About 24 hours ago I rebooted the system that runs the secondary DNS for my zone and a few other zones. I’d upgraded a few things and the system had been running for almost 200 days without a reboot so it was time for it. Unfortunately it didn’t come back up.
Even more unfortunately the other DNS server for my zone is ns.sws.net.au which is also the only other server for the sws.net.au zone. Normally this will work because the servers for the net.au zone have a glue record containing the server IP address. So when asked for the NS records for the sws.net.au domain the reply will include the IP address of ns.sws.net.au. The unfortunate part was that the IP address was the old IP address from before the sws.net.au servers changed to a new IP address range, I wonder whether this was due to the recovery process after the Distribute IT hack , as forgetting to change a glue record is not something that I or the other guy who runs that network would forget.
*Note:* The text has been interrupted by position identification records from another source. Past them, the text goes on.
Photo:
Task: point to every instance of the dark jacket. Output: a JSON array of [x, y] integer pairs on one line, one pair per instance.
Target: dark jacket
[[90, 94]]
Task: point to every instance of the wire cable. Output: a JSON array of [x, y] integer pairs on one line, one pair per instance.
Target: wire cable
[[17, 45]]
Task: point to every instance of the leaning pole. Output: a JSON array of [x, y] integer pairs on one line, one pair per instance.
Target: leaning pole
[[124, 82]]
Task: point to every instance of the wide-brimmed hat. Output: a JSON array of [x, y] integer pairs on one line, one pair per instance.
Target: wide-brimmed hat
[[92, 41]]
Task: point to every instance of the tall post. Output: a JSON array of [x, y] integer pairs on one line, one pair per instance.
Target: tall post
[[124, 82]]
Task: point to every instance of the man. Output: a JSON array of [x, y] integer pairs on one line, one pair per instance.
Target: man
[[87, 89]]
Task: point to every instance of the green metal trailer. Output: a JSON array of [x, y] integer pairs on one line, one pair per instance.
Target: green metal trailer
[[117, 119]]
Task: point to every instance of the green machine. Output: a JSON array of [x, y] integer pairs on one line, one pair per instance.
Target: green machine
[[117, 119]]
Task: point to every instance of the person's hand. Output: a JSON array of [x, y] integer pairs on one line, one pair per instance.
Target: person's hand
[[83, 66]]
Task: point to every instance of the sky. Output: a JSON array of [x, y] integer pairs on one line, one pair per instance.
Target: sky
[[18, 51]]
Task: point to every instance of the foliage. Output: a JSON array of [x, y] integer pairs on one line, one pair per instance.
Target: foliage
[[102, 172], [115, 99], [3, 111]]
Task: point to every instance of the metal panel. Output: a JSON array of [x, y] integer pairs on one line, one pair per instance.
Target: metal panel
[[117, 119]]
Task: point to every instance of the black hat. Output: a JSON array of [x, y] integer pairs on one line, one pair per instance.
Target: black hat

But it is possible that we both stuffed up.
The DNS secondary was an IBM P3-1GHz desktop system with two IDE disks in a RAID-1 array. It’s been quite reliable, it’s been running in the same hardware configuration for about four years now with only one disk replacement. It turned out that the cooling fan in the front of the case had seized up due to a lot of dirt and the BIOS wouldn’t let the system boot in that state. Also one of the disks was reporting serious SMART problems and needed to be replaced – poor cooling tends to cause disk errors.
It seems that Compaq systems are good at informing the user of SMART problems, two different Compaq desktop systems (one from before the HP buyout and one from after) made very forceful recommendations that I replace the disk, it’s a pity that the BIOS doesn’t allow a normal boot process after the warning as following the recommendation to backup the data is difficult when the system won’t boot.
I have a temporary server running now, but my plan is to install a P3-866 system and use a 5400rpm disk to replace the 7200rpm that’s currently in the second position in the RAID array. I’ve done some tests on power use and an old P3 system uses a lot less than most new systems . Power use directly maps to heat dissipation and a full size desktop system with big fans that dissipates less than 50W is more likely to survive a poorly cooled room in summer. Laptops dissipate less heat but as their vents are smaller (thus less effective at the best of times and more likely to get blocked) this doesn’t provide a great benefit. Also my past experience of laptops as servers is that they don’t want to boot up when the lid is closed and getting RAID-1 and multiple ethernet ports on a laptop is difficult.
Finally I am going to create a third DNS server for the sws.net.au domain. While it is more pain to run extra servers, for some zones it’s just worth it.